殺した「敵」は26人、殺した「味方」は40人!【自著を語る】

[レビュアー] 菊地明

「敵」より「味方」を殺した新選組の真実!

『鞍馬天狗』の影響からか、昔、新選組には「勤王の志士を斬りまくる暴力集団」という悪のレッテルが貼られていました。それが司馬遼太郎の『燃えよ剣』あたりから、「農民出身だけれど、武士よりも武士らしく戦った若者たち」と、好感を持つ方が増えたように思います。

 両極端のイメージですが、じゃあ実際はどうなのだろう、と皆さんも思いますよね。映画や小説はフィクションですから、それぞれの新選組像があっていいと思いますが、研究者としては事実に目を向けなくてはなりません。そこで今回は「内部粛清」と「移り変わっていく組織」に注目しながら、新選組とは何だったのかを考えてみました。
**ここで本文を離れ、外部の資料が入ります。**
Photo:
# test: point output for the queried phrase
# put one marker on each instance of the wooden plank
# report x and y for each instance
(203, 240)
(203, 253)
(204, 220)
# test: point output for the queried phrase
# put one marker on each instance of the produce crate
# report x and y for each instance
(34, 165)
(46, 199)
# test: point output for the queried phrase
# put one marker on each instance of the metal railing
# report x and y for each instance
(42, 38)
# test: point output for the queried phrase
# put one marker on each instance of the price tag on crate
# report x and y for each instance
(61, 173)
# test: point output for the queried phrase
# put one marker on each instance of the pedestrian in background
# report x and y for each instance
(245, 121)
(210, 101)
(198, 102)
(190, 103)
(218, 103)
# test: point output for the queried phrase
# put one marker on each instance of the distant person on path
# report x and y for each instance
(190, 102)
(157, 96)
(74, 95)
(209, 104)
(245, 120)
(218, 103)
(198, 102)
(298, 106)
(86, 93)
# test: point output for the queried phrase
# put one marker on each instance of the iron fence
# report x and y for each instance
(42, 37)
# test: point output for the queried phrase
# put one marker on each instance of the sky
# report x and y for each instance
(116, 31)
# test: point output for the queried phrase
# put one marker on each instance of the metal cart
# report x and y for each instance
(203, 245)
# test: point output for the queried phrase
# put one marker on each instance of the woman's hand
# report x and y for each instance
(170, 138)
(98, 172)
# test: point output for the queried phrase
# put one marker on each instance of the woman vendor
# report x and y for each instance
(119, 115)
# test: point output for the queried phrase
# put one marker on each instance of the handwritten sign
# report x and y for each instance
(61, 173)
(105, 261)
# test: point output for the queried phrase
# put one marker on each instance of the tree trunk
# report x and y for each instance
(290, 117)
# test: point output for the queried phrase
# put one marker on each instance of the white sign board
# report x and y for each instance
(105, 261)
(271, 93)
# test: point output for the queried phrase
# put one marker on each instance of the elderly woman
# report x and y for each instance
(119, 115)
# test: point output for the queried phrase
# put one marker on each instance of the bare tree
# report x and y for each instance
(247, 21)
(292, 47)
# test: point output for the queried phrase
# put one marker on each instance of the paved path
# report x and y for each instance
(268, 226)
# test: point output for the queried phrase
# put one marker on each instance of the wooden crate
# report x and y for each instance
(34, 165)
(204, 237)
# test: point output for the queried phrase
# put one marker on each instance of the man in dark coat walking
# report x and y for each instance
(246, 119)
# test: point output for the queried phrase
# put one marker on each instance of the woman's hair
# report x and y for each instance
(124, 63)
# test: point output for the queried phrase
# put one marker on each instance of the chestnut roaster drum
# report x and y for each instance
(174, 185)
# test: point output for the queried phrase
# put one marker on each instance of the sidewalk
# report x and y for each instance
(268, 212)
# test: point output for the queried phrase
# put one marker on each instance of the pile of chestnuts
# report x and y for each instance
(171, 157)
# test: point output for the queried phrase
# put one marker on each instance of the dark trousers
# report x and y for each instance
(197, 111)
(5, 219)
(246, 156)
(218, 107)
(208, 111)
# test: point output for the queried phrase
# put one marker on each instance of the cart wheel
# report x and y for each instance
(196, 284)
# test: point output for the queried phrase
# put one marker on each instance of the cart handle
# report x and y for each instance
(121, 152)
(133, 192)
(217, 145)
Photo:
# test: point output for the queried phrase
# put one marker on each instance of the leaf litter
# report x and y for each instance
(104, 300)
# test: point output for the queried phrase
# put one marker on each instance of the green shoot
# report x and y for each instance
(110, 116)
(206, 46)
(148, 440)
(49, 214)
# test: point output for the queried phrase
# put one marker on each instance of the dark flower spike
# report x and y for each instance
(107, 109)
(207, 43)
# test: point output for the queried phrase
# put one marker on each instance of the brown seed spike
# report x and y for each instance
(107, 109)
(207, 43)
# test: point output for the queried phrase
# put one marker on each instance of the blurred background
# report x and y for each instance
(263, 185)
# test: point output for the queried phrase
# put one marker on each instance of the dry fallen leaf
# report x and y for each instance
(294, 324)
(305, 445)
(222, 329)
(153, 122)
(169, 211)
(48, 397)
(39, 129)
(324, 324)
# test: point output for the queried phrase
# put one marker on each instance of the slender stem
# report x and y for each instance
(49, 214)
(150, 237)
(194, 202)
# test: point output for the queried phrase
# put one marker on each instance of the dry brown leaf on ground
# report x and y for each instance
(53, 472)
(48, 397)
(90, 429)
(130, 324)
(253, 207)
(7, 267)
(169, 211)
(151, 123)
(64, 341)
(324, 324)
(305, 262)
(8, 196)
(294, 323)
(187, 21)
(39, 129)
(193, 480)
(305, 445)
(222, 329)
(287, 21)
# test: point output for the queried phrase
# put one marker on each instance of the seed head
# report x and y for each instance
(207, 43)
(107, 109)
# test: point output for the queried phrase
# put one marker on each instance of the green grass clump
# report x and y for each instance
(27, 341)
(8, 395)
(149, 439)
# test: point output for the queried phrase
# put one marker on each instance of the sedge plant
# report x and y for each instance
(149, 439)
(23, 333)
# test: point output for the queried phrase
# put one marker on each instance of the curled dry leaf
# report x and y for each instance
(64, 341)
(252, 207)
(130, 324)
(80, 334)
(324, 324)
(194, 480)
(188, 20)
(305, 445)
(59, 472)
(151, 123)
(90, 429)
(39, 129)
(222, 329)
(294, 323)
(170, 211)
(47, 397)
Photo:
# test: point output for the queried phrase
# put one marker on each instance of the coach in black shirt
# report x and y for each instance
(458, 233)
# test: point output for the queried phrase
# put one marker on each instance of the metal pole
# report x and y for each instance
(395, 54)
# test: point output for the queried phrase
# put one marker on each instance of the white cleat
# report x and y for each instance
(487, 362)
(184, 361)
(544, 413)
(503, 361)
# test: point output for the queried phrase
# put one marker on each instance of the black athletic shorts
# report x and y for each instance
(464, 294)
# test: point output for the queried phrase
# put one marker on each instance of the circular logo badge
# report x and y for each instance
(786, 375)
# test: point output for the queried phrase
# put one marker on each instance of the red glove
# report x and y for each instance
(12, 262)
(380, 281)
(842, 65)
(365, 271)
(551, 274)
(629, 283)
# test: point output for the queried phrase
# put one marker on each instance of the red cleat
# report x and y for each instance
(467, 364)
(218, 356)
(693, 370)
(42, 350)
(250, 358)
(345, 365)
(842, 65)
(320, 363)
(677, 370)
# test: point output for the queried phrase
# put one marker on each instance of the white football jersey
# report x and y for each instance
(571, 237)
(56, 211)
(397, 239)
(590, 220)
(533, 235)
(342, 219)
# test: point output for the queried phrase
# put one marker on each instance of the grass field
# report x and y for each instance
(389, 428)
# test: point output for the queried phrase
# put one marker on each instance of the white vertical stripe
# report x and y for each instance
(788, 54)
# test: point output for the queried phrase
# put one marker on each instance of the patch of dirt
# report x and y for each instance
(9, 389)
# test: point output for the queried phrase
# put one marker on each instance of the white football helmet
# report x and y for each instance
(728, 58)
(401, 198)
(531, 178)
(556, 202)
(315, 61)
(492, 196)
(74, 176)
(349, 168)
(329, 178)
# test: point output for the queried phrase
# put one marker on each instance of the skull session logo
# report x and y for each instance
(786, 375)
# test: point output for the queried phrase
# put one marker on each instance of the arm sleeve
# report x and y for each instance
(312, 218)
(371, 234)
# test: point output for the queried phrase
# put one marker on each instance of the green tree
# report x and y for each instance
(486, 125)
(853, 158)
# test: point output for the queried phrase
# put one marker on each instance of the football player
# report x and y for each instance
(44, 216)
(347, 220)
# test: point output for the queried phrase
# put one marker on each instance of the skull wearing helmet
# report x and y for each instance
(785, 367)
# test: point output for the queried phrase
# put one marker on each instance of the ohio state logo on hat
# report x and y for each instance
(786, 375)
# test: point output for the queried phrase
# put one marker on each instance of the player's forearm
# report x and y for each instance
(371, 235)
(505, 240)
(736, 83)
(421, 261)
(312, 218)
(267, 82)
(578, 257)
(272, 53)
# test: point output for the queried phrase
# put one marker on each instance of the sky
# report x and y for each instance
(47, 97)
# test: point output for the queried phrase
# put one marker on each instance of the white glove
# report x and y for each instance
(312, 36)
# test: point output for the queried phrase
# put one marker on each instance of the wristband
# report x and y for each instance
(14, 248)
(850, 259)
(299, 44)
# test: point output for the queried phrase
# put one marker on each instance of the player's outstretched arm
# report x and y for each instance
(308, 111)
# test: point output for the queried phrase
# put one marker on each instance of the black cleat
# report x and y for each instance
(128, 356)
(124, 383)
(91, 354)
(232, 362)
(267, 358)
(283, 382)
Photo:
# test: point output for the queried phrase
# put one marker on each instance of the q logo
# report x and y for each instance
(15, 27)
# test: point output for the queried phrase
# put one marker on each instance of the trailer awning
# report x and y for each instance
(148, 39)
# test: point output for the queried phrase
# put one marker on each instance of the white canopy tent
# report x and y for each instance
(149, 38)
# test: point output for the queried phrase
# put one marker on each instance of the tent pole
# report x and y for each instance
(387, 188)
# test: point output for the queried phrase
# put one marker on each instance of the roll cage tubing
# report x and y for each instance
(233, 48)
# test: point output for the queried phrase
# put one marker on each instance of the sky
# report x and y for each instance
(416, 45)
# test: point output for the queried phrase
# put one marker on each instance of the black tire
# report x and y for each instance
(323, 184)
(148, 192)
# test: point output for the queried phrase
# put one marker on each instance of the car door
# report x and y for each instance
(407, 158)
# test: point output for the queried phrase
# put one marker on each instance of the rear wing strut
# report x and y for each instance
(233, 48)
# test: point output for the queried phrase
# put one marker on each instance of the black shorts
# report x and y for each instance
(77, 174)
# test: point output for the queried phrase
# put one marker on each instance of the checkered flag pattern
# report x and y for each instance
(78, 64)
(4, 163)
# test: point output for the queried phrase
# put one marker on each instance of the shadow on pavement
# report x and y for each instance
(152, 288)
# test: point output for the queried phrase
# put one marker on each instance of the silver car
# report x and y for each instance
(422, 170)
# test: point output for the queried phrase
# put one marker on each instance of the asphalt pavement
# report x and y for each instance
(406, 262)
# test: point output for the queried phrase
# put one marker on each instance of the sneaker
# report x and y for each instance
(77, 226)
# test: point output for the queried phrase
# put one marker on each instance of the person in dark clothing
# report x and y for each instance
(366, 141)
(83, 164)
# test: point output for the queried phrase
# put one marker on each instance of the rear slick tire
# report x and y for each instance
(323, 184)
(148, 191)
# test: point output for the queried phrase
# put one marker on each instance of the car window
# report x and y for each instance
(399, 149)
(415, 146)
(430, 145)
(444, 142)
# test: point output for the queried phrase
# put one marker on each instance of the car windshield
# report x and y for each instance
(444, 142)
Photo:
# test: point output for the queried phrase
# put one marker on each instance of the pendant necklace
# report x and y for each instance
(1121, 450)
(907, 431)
 調べてみると、新選組が殺した「敵」は鳥羽・伏見の戦いが始まる前までに26人います。ここには池田屋事件で討ち取った7人も含まれます。そして病気や闘死などで「死亡した隊士」は、池田屋事件での犠牲者3人を含めて10人です。

 それと比べて「内部粛清した隊士」は40人。これこそが、新選組の真実を表しているのかもしれません。

隊士増加と隊規の強化

 粛清の理由は様々です。内部抗争以外の理由で一番多いのは、脱走関係の9人。そもそも隊規は脱走を防ぐために作った、と言っていいと思います。子母沢寛が伝える「局中法度」という名称は創作ですが、実際にかなり厳しい掟があったようです。食い詰め浪人の集団をまとめるには「脱走は切腹」くらいの覚悟をさせねばならなかったのでしょう。次に間者(スパイ)として粛清されたのが4人。それ以外にも金策、婦女暴行、反幕活動など様々な死に方から、組織のイメージが見えてきます。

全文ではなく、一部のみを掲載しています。